One of the conclusions of the workshop was that there is “a need for more extensive use of risk assessment methodologies” in addressing common issues. The increasing significance of social issues in the development of mining projects is generating interest in techniques for the more effective incorporation of social considerations in environmental planning. This in turn is creating a demand for reliable procedures for assessing the socio-economic risk as part of the project feasibility assessment and social risk management.
4.5 Institutional Guidelines
A number of international organizations have produced their own environmental guidelines, which are relevant to or specific to the mining industry. These include agencies such as the World Health Organization (WHO), the World Bank Group and the United Nations. In the case of the World Bank, the guidelines are designed to apply to all Bank Group funded projects although they are often used as a benchmark for other projects. Guidelines produced by agencies such as the WHO and the UN are more generic in nature and are intended
to provide a worldwide reference point. This section contains a brief description of a selection of the more commonly used guidelines.

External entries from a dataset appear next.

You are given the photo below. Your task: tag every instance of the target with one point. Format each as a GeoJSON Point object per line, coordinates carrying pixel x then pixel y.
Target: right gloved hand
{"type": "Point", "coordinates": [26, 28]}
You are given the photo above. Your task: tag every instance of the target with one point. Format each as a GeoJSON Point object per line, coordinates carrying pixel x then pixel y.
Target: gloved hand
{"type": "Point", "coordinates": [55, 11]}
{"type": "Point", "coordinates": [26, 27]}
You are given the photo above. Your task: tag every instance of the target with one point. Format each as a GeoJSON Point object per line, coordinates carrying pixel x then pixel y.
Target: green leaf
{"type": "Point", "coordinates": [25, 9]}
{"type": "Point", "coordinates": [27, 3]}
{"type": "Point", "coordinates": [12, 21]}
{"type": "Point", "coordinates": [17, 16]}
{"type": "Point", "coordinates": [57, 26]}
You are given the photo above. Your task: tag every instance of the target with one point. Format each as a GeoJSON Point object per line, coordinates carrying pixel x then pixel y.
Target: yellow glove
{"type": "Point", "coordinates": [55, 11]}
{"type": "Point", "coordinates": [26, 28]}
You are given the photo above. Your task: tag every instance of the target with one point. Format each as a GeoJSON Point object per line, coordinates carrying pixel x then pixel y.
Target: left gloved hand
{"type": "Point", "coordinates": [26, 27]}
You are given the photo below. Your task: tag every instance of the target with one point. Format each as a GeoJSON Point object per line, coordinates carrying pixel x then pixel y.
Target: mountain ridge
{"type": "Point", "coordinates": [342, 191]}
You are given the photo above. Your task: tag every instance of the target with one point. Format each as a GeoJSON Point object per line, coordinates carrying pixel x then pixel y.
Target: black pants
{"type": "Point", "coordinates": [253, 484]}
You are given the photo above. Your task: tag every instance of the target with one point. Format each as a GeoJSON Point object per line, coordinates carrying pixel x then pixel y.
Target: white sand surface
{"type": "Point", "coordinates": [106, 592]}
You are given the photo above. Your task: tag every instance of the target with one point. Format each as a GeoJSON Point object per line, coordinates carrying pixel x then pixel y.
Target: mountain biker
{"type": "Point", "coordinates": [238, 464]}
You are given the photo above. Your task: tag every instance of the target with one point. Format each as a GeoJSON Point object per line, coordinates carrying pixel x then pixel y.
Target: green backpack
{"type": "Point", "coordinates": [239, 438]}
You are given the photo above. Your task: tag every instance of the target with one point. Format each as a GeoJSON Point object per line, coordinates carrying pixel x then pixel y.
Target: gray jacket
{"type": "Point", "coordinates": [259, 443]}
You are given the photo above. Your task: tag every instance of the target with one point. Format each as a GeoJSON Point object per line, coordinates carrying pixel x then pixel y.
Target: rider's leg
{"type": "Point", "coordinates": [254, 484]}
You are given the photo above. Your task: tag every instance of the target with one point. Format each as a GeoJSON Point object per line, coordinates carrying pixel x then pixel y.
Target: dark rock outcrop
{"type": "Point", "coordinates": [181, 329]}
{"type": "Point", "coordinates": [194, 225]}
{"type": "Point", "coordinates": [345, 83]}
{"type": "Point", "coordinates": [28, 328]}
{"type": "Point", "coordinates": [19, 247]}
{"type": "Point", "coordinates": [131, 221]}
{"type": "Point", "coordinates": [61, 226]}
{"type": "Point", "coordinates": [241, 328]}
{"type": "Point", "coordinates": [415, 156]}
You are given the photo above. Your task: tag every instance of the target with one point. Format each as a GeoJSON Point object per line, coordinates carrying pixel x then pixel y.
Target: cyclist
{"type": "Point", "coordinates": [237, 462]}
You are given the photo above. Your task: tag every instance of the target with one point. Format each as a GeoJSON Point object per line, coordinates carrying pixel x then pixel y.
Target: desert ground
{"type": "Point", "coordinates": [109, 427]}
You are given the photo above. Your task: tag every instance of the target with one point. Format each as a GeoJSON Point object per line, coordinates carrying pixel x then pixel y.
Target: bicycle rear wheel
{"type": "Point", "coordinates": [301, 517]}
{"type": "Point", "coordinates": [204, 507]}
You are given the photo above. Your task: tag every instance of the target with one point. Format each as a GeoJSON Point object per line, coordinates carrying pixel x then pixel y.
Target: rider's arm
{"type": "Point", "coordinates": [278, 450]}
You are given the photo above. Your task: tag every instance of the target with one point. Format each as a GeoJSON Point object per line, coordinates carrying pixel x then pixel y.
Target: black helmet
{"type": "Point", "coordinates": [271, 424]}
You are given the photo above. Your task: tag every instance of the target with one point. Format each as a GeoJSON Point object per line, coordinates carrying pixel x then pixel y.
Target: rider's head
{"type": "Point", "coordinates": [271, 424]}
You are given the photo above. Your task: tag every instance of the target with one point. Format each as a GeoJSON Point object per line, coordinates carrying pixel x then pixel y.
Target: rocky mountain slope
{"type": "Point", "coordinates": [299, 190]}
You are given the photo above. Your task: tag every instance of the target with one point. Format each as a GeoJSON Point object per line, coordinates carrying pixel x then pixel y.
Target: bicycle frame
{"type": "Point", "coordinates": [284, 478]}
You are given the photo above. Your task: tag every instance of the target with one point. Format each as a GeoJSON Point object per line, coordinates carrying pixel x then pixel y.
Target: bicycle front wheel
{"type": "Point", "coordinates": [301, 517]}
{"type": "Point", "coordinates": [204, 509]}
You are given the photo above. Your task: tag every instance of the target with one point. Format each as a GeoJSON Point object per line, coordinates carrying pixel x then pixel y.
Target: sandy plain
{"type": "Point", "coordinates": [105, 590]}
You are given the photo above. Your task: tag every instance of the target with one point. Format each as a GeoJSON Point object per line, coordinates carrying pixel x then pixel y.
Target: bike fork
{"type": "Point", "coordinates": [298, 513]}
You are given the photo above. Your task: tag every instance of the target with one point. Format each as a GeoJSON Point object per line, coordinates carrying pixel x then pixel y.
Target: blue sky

The WHO’s main concern is with water quality, sanitation and human health. In 1996 the agency produced a revised version of “Guidelines for drinking-water quality, health criteria and other supporting information” with an addendum in 1998. This document includes “Selected Water Quality Guidelines” (see Appendix 6(a)), which are often used as a basis for water quality standards in national legislation. However, when referring to these tables it must be remembered that these are guidelines and not intended to be definitive but should be adapted to reflect existing conditions. They also relate to drinking water and are not directly relevant to industrial discharges.
In July 1998 the World Bank Group approved the “Pollution Prevention and Abatement Handbook” (published 1999), which replaces the 1988 “Environmental Guidelines”. The original guidelines were published to provide technical advice and guidance to staff and consultants involved in pollution-related projects. The new Handbook is specifically designed to be used in the context of the World Bank Group’s environmental policies, as set out in Operational Policy (OP) 4.01, “Environmental Assessment”, and related documents.
The guidelines contained in this Handbook are therefore subject to interpretation in the light of the results of the environmental assessment. The Handbook contains a number of industry sector guidelines that specifically relate to the mining sector. The World Bank Group, through the International Finance Corporation (IFC) Environment Division, has also produced a good practice manual entitled, “Doing Better Business Through Effective Public Consultation and Disclosure”. This manual provides the policy and procedural framework to deal with the need for, and benefits of, consultation with people affected by IFC projects. It is designed to reflect the IFC’s private sector mandate and project cycle and is modelled on the World Bank’s revised environmental and social policies.